藁ぶき屋根に木の床、柱のあいだから風が通り抜けて、そこら中で香炉から煙がふわっと立ちのぼってる。ああ、これはたしかに“神秘っぽい”ってやつやな……って思った、その瞬間。
「よっしゃー! お湯、沸いたで!」
って、でっかい桶を嬉しそうに指差す卑弥呼さん。
──ぶち壊しや。雰囲気、一瞬で終了。
「いや神殿で銭湯始めるなや!」って、心の中で即ツッコミ。
それでも笑いながらうちに桶を指さすその人は、やっぱり“神”ってより、“近所の元気な姉ちゃん”って感じやった。
「神託の準備せなあかんから、その前に腹ごしらえやな。焼き芋あるで」
──また芋やん。てか、神託って“おやつタイム”から始まるもんなん?
けど、その神託が──まじですごかった。
夜、神殿の奥。しん……とした空気の中に、祈りの音が響いてくる。香の煙がもくもく立ちこめる中、卑弥呼さんが静かに立ち上がる。

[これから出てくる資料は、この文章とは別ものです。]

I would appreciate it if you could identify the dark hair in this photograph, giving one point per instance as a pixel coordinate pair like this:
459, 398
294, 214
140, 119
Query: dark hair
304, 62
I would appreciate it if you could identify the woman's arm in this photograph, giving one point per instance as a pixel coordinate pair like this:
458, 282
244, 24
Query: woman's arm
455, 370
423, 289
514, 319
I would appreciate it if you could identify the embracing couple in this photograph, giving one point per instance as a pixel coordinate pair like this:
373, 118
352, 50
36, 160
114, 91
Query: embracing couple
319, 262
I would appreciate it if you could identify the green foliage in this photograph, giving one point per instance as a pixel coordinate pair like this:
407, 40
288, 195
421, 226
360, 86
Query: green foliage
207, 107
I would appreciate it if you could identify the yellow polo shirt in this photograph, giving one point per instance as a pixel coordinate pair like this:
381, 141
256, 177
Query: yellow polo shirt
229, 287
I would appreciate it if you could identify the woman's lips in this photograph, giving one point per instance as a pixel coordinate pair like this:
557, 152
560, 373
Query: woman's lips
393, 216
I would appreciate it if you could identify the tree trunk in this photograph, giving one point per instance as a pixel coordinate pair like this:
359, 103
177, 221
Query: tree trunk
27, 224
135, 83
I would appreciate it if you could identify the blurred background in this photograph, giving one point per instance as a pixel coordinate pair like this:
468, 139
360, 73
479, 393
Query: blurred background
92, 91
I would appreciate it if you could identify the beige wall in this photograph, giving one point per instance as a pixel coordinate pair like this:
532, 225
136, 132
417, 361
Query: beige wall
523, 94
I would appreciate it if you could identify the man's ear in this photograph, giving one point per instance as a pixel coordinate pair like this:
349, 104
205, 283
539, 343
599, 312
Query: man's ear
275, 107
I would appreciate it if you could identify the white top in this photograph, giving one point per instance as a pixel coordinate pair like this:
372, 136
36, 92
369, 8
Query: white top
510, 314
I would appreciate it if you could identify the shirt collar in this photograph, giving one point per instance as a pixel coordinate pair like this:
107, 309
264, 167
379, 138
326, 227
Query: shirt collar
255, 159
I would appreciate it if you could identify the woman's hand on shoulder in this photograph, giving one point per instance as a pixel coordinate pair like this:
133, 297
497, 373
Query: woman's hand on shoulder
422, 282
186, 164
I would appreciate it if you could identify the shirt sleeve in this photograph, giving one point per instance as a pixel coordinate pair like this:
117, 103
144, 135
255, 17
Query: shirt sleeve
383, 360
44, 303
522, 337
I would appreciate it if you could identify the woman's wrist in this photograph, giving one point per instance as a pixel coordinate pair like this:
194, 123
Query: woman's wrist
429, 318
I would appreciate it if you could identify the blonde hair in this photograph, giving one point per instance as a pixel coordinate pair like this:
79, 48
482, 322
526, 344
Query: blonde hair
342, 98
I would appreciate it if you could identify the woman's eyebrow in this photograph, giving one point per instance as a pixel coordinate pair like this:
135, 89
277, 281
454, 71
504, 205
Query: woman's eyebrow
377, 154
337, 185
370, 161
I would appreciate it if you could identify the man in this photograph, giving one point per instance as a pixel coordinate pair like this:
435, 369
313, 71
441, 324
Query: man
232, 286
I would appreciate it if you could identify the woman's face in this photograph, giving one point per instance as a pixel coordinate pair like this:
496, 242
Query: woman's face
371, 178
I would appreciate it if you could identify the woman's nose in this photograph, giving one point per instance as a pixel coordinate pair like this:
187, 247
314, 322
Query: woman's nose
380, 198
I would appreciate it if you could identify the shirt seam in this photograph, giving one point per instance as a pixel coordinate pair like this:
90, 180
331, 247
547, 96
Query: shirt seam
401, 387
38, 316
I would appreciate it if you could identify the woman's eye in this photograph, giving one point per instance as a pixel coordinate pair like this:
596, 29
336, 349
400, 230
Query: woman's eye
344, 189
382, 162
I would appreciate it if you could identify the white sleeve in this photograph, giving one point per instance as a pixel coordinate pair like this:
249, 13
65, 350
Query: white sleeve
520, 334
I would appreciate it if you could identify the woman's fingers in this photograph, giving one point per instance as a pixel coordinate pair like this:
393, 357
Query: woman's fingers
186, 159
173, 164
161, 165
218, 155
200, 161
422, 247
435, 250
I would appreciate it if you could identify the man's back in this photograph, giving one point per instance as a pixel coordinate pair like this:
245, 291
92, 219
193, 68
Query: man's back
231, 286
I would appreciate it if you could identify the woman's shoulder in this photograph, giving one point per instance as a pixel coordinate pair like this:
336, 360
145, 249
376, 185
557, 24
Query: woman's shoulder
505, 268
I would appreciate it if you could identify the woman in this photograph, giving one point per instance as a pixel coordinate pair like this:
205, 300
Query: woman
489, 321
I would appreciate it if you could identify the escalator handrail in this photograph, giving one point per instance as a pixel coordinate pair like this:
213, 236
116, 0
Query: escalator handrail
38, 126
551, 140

目を閉じて、空に向かって何かを“聞いてる”みたいな仕草。まるで、さっきまでの芋おばちゃんとは別人みたいや。
「……西のムラが、雨を欲しがっとる。でも、山の神は怒っとる……」
──その声。ゾワッときた。空気がビリビリ震えて、背中がひやっとする。
あんなにくだけた人やのに、“その瞬間だけは”確かに神様に見えた。
──儀式が終わって、戻ってきた卑弥呼さん。
「ふー……今日はちょっと長かったな。芋、残っとる?」
……戻ってきた。芋神が。
思わずツッコんでもうた。
「なんでそんな切り替えできるんですか!?」
そしたら、卑弥呼さん、ちょっと遠くを見るような目ぇして、
「……“信じてほしい人”がおるからやろな」って。
「神様ってな、誰かが“おってほしい”って思ったときに生まれるもんやねん」
──その言葉、ズンって胸に刺さった。
ここに来てまだ数日。でも、うちはだんだん分かってきた。
この人は、ほんまの神ちゃう。でも、“神であってくれる人”なんや。
そして、たぶん──
うちも、いつかそういうふうに、“誰かの信じる何か”にならなあかん気がしてきた。
まだ方法は分からん。けど、今はただ、
この人のそばで、もっと見ていたいって思った。